“Will power is like a muscle that depletes when it is exercised. Similarly, our ability to make high-quality decisions becomes fatigued over the course of the day. The more decisions you make, the lower quality they become -the weaker your will power. Consequently, you need to do the hard stuff first thing in the morning. The important stuff. If you don’t, it simply will not get done. By the end of your day, you’ll be exhausted, you’ll be fried. There will be a million reasons to just start tomorrow. And you will start tomorrow, which is never.”—Ben Hardy, 8 Things Every Person Should Do Before 8AM

I recently encountered the above quote after about three weeks of intense soul examination, trying to understand my need for distraction and procrastination. What the writer touches on is that phenomenon of working “busy” but not “smart,” meaning not getting the hard things accomplished because you are applying too much of your time and energy on the easy work. Hard work is not so much that work you find challenging to do but more the work you find challenging to start or undertake.

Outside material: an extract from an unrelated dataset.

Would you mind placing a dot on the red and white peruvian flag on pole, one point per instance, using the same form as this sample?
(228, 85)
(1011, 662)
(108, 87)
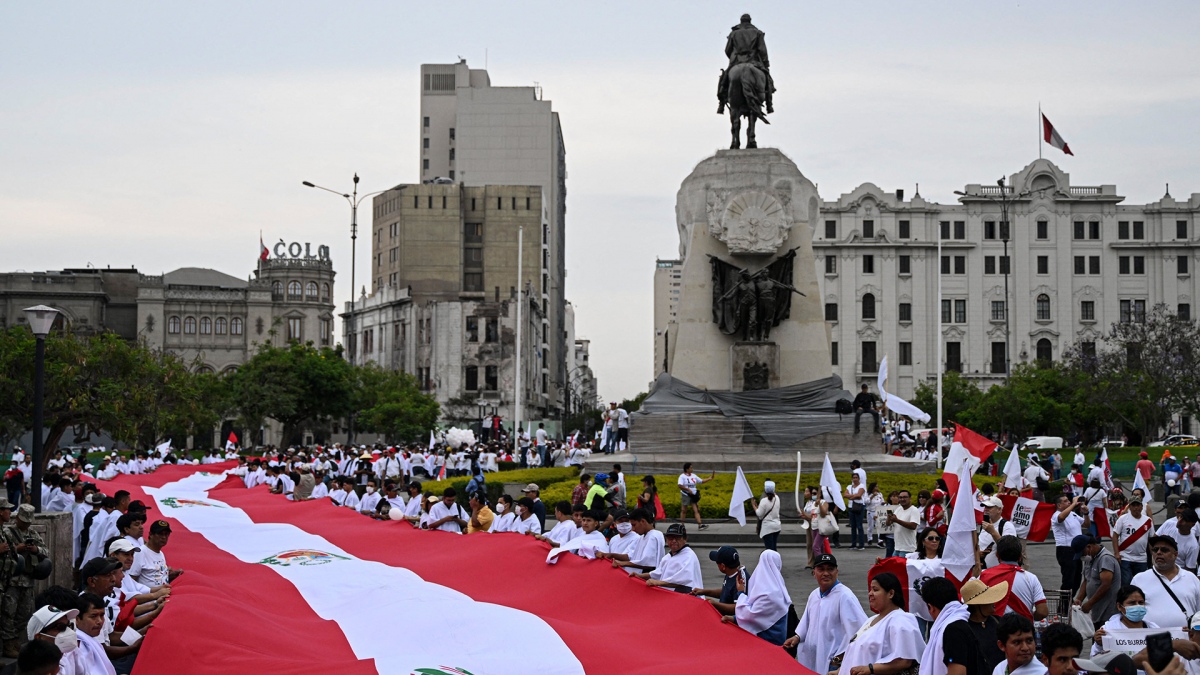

Most of us work at something or other, even if it’s keeping our environment clean or servicing our obligations to others. When we first contemplate accomplishing our life’s work—fulfilling our purpose on the planet—that is when the houseplants get re-­watered, the shelves dusted, the CDs categorized, the refrigerator hosed out, etc. All of this was on the to-do list, mind you, but it also qualifies as time-wasting busy work.

By the time we are ready to sit down and write a chapter of that novel or finish a homework assignment or make the hard phone call to a deadbeat client, we aren’t as full of steam as we were first thing in the morning. This same writer’s list of eight things that you should do before 8 AM every day concludes with “#8. Do something to move you forward…every day…before 8 AM.” I think it’s very good advice.

Just …do…it. Doing the hard stuff is like entering icy cold water. If you slowly ease in, it is painful and you will probably talk yourself out of it before you are fully immersed. Just…dive…in.

Deepening this Truth:

  • Do not think too much about the action you are going to take.
  • Jump in and let the moment define itself.
  • We are much more adept at improvisation than we can possibly imagine.
  • If I had to choose between the fear of not being fully prepared in a situation and the spectre of having serial unfulfilled goals I think I’d prefer the former.